Esse ponto é o mais difícil de ser comprovado, pois necessita demonstrar que a inserção de dados falsas era de conhecimento prévio ou concomitante do Presidente da República à época. Por isso o acesso ao celular do ex-presidente é importante para as investigações. Não se pode presumir que tinha conhecimento, pois cabe à acusação comprovar, assim como nos casos passados envolvendo o atual Presidente.

Tecnicamente, acredito que a defesa alegará três pontos importantes, dentre outros:

  1. O ex-presidente não tinha conhecimento e quem inseriu o dado no sistema visou prejudicá-lo, pois era público e notório que ele não tinha vacinado;
  2. A utilização do Certificado Nacional de Covid-19 pelo ex-presidente em qualquer local seria facilmente perceptível e questionado, já que publicamente diz não ter sido vacinado, mas apresenta certificado que afirma ter vacinado.

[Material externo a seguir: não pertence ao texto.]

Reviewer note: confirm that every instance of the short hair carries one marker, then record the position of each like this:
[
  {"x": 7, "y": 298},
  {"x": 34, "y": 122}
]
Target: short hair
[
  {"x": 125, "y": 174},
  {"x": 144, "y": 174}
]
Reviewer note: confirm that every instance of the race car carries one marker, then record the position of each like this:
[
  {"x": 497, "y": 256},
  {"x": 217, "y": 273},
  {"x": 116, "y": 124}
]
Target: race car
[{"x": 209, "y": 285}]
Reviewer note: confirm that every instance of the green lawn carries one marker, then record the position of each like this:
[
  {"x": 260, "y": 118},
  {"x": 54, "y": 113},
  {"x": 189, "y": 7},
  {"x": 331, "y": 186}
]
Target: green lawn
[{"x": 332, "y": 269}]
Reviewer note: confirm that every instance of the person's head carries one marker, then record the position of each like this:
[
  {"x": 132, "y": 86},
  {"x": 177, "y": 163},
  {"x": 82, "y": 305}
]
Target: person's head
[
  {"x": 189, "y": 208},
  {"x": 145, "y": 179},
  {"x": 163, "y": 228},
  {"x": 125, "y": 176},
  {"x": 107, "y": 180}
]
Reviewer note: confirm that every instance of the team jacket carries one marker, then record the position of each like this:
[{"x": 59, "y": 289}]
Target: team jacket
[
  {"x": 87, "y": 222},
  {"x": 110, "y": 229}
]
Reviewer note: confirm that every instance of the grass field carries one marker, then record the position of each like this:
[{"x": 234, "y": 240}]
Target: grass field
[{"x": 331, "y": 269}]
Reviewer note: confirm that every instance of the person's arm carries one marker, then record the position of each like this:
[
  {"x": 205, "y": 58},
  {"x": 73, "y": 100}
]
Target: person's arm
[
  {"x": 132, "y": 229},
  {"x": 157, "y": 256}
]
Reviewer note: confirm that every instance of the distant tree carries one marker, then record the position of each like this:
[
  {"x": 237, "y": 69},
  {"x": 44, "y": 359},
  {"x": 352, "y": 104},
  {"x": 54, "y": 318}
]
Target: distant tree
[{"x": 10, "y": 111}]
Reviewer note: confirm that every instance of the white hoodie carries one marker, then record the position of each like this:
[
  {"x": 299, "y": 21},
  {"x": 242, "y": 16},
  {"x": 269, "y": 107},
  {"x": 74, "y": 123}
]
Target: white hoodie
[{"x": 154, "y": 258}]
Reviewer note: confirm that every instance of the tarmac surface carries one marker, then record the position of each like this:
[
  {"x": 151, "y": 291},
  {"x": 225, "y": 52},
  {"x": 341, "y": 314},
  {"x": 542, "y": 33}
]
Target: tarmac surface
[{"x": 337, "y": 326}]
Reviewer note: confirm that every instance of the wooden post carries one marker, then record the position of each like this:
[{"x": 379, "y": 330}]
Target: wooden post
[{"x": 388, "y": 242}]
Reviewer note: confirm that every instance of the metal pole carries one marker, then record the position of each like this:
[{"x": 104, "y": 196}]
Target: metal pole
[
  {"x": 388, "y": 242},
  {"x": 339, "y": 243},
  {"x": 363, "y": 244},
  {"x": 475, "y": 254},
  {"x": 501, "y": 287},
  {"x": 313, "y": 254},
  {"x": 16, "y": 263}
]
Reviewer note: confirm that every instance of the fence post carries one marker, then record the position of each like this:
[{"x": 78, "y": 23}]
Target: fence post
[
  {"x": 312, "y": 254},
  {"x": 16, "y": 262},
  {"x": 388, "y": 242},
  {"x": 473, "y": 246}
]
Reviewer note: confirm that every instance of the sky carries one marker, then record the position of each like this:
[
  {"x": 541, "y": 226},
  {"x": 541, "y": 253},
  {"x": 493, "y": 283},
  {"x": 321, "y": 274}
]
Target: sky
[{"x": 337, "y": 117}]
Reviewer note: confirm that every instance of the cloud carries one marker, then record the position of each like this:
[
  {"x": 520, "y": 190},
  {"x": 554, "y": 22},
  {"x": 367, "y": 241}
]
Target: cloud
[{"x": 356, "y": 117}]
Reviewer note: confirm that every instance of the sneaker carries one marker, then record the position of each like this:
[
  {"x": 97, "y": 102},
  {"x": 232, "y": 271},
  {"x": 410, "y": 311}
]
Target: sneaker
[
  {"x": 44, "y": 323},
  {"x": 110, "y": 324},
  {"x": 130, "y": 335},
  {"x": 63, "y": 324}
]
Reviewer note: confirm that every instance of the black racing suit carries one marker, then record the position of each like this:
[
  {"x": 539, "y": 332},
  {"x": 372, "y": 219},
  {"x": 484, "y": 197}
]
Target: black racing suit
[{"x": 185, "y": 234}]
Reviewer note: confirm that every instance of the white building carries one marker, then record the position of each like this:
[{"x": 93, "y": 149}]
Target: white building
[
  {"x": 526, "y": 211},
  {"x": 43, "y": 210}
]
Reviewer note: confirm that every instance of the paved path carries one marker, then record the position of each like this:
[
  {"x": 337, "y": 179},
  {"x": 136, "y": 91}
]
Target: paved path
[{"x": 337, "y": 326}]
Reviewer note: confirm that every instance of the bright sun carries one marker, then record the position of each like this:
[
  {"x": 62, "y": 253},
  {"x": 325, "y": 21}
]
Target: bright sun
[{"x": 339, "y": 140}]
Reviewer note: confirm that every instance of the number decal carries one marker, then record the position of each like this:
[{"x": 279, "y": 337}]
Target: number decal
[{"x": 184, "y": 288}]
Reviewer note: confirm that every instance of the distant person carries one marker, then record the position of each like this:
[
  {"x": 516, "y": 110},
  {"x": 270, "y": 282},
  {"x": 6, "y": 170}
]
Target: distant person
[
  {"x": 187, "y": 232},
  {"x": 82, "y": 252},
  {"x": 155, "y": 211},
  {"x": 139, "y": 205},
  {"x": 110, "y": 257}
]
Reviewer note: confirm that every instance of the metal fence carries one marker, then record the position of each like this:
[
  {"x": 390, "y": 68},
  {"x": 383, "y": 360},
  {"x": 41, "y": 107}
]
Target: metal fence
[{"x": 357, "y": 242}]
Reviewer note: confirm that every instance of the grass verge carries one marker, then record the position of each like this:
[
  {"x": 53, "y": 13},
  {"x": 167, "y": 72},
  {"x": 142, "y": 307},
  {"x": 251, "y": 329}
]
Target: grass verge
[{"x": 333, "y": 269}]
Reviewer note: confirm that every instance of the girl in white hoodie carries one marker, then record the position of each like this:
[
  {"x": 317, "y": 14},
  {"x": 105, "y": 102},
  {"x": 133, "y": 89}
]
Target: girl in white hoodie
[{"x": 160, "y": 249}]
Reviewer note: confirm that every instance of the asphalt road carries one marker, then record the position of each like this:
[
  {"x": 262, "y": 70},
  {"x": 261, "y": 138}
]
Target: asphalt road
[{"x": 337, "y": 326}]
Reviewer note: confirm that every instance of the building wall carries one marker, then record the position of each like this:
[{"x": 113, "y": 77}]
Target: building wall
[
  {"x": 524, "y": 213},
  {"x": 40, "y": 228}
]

Isto é, equivaleria a dizer publicamente que praticou crime ou, se tiver participado da inserção da informação falsa, a um crime impossível por ineficácia absoluta do meio.
  3. Li em vários sites e isso certamente será alegado, que o Bolsonaro ingressou nos EUA utilizando-se do passaporte diplomático, que não exige comprovação de vacina pelo Covid-19.

c) A inserção dos dados seja em sistema informatizado ou banco de dados da Administração Pública (seja federal, estadual ou municipal);

Conforme informações extraídas do site do Governo Federal, o Conecte SUS Cidadão é o aplicativo oficial do Ministério da Saúde e a porta de acesso aos serviços do Sistema Único de Saúde (SUS) de forma digital. Ele permite que o cidadão acompanhe, na palma da mão, o seu histórico clínico.  O aplicativo Conecte SUS mostra as informações gerais do cidadão, como Carteira Nacional de Vacinação, Certificado Nacional de Covid-19 (…).

Trata-se de um sistema informatizado e banco de dados da Administração Pública Federal.

d) Haja a finalidade de obter vantagem indevida para o funcionário que inseriu a informação falsa ou para outra pessoa.

Ao obter o Certificado Nacional de Covid-19 a pessoa não passa por restrições impostas pelo Governo ou em países ou locais que exigem a vacinação. Logo, é um dado importante, cuja falsificação possui a finalidade de obter vantagem indevida.

Para fechar, dois pontos importantes:

a) Caso um agente, em acordo com um profissional de saúde, simule ter vacinado e o profissional certifique isso e insira a informação falsa no sistema, haverá apenas o crime de peculato eletrônico, pois o documento que afirma ter vacinado foi crime-meio (falsidade ideológica, art. 299 do CP) para a prática do crime-fim (peculato eletrônico, art. 313-A do CP).

b) O Prof. Rodrigo Pardal apontou, precisamente, que para ser documento para fins penais deve-se ter no documento autoridade identificada, isto é, assinatura do responsável pelo preenchimento do documento. Se houver eventual cartão que identifique a vacinação pela Covid-19, mas não constar assinatura do responsável pelo preenchimento, não há crime de falsidade documental. Pode haver inserção de informações falsas no sistema informatizado caracteriza o crime do art. 313-A do CP.

O STJ já decidiu que não há crime na conduta de inserir informação falsa no currículo Lattes, pois não é considerado documento para fins penais, uma vez que não se trata de “documento eletrônico”, que é aquele que possa ter a sua autenticidade aferida por assinatura digital na forma da Medida Provisória n. 2.200-2/2001.